Marketers sound off on voice's opportunities and challenges: 'When it goes wrong, it's painful'
The tech is about more than just search, and can build a deeper emotional connection with consumers — or just a headache, according to executives at Advertising Week.
NEW YORK — Voice technology powered by assistants like Amazon Alexa presents brands with unprecedented opportunities to reach consumers in the home, in their vehicles and generally on-the-go through mobile. Or at least it will, marketers said at Advertising Week in a discussion on how the current limitations in the field can sometimes lead voice to create more problems than it solves.
"The idea of a hands-free UI does feel really natural for people," Elliott Breece, product manager at Google and YouTube, told a crowd at the annual trade show. "That doesn't mean we always get it right."
Breece, who spoke on a panel Tuesday that included executives from Universal Music Group (UMG), American Express and the ad agency Havas, noted that voice interfaces are naturally more conversational than web search engines, and open new possibilities when it comes to targeting a message at a user.
"We're seeing a lot of requests into smart speakers being mood and activity-related, which has created an urgency for us to sort of articulate these audio and lifestyle characteristics of our artists and their music," said UMG's EVP of Content Strategy and Operations Barak Moffitt, who moderated the panel.
However, the added layer of complexity and frequent lack of a screen on voice interfaces can make it difficult for the technology to correct itself for latencies or when it diverges off path. Like Breece, other panelists cautioned that marketers must not think of voice as just another ad-supported digital channel, while still keeping in mind that it ultimately must offer utility in the way traditional search does.
"You have to think about how your brand voice extends into a real voice experience," said Jason Jercinovic, global head of innovation at Havas. "[It] can't just be like an impression or an interruption — it has to fulfill a utility, a functional benefit to do something."
"When it goes wrong, it's painful," he added.
Close to home
Voice assistants, which first hit the mainstream through Apple's introduction of Siri to its iPhone products in 2011, are expected to see a rapid clip of adoption thanks to the burgeoning smart speaker market. Adobe earlier this month forecast that ownership of smart speakers like the Amazon Echo or Google Home will rise to about 48% of U.S. consumers after the holiday season this year, up from 32% in August.

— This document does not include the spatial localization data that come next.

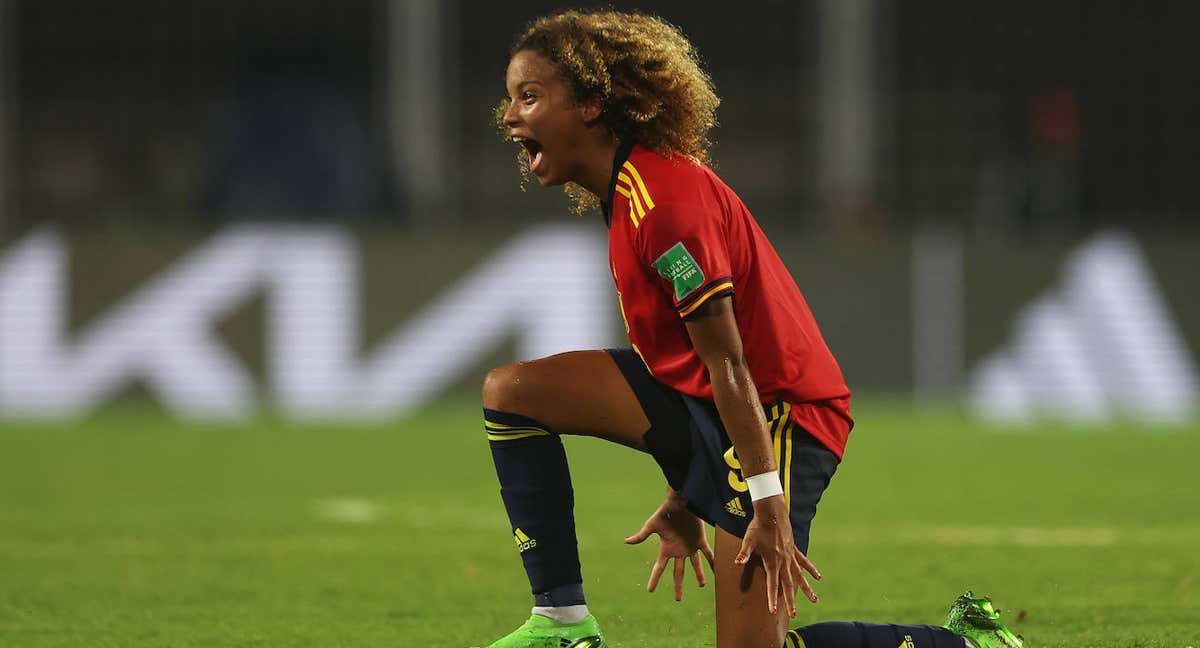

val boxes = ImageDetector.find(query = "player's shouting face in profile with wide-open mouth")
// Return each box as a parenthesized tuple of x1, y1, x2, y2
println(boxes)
(504, 50, 589, 186)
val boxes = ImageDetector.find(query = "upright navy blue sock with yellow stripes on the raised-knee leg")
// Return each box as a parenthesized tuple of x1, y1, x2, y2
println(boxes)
(484, 408, 583, 604)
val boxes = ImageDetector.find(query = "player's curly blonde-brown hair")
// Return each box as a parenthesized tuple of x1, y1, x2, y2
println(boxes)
(496, 11, 721, 209)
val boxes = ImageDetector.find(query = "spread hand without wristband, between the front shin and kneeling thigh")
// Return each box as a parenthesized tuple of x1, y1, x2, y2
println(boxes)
(625, 491, 715, 601)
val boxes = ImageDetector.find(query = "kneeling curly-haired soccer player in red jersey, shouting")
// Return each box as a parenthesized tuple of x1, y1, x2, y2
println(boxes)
(472, 12, 1020, 648)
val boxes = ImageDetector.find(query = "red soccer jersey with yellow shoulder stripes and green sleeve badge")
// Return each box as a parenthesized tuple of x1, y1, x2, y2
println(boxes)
(605, 146, 853, 457)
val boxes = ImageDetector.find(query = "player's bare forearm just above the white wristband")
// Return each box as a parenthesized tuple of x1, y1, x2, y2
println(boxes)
(708, 355, 778, 476)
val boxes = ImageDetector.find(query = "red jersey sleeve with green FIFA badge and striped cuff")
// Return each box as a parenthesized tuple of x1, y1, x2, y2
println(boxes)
(635, 200, 733, 319)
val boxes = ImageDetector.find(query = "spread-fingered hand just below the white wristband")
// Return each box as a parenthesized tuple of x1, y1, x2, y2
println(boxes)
(733, 494, 821, 619)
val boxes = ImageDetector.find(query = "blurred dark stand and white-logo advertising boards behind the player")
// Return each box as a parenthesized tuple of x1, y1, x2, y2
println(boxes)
(0, 0, 1200, 424)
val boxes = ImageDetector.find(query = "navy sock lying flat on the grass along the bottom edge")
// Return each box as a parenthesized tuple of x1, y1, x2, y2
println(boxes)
(784, 622, 966, 648)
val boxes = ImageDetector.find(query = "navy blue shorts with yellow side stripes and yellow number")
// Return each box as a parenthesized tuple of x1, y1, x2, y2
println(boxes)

More marketers are dabbling in the space, including American Express, which lets its members do things like pay their bills through Alexa. While some of these functions are fairly rudimentary, the "where" of voice is a potentially more exciting prospect for brands than the "what."
"We see voice as a technology and a platform that's helping us to create this emotional connection by bringing us into the homes of our customers," Stephanie Schultz, VP and head of emerging strategic partnerships at American Express, said. "But [we're] starting out with some of those more simple tasks that we know are everyday, basic things that our customers need and want, and then continuing to test and learn and evolve from there."
Other marketers on the panel, including UMG's Moffitt, echoed Schultz on the emotional strengths of voice technology. At a time when more marketers are trying to shift their businesses to be purpose-led in order to drive value with increasingly conscious consumers, that resonance makes for opportunity.
"Our customers are living more purposefully, more globally and their personal and business lives are more intertwined now than ever before," Schultz said. "That's all interwoven seamlessly through technology and devices ... voice is a way to help us make our customers' lives easier."
Personal versus private
Personalization, another theme at Advertising Week, is also a rich vein for voice platforms to tap into, since the assistants learn more with repeated use. For a company like Google, it can also link up its assistant to other channels that have pre-existing wells of information to draw from, such as its search engine.
"There's an opportunity for brands to use that data that you have specifically inside of a voice interface because you're in a logged-in state," Havas' Jercinovic said. "You're able to really personalize that information."
But amid discussions around voice's growing ubiquity in the home were also ones around privacy, which remains a barrier to adoption for many consumers. About 48% of survey respondents report being concerned with privacy issues related to voice-activated devices like Amazon Echo, Google Home and Apple HomePod, according to recent findings by researcher MusicWatch.
"If you use the data in the right way and deliver functional benefits, you will have deeper engagement," Jercinovic said. "If you don't — and we're seeing some people not make the right decision in that regard — you're potentially on the side of irrelevance."
Voice devices' presence in households also opens up questions around who can access them and share their information. Last year, Mattel notoriously had to scrap plans for a device for children, frequently described as an Amazon Alexa for kids, after being the target of controversy and mounting pressure from parent and privacy groups.
The toy maker's Aristotle device was not mentioned on the Advertising Week panel, but the types of concerns that led to its cancellation were.
"We see a lot of use among families and among children, especially," Breece said. To wrap up the panel, he added that marketers have to do a "better job understanding what to do with these public devices, and what personalization means on a semi-public device."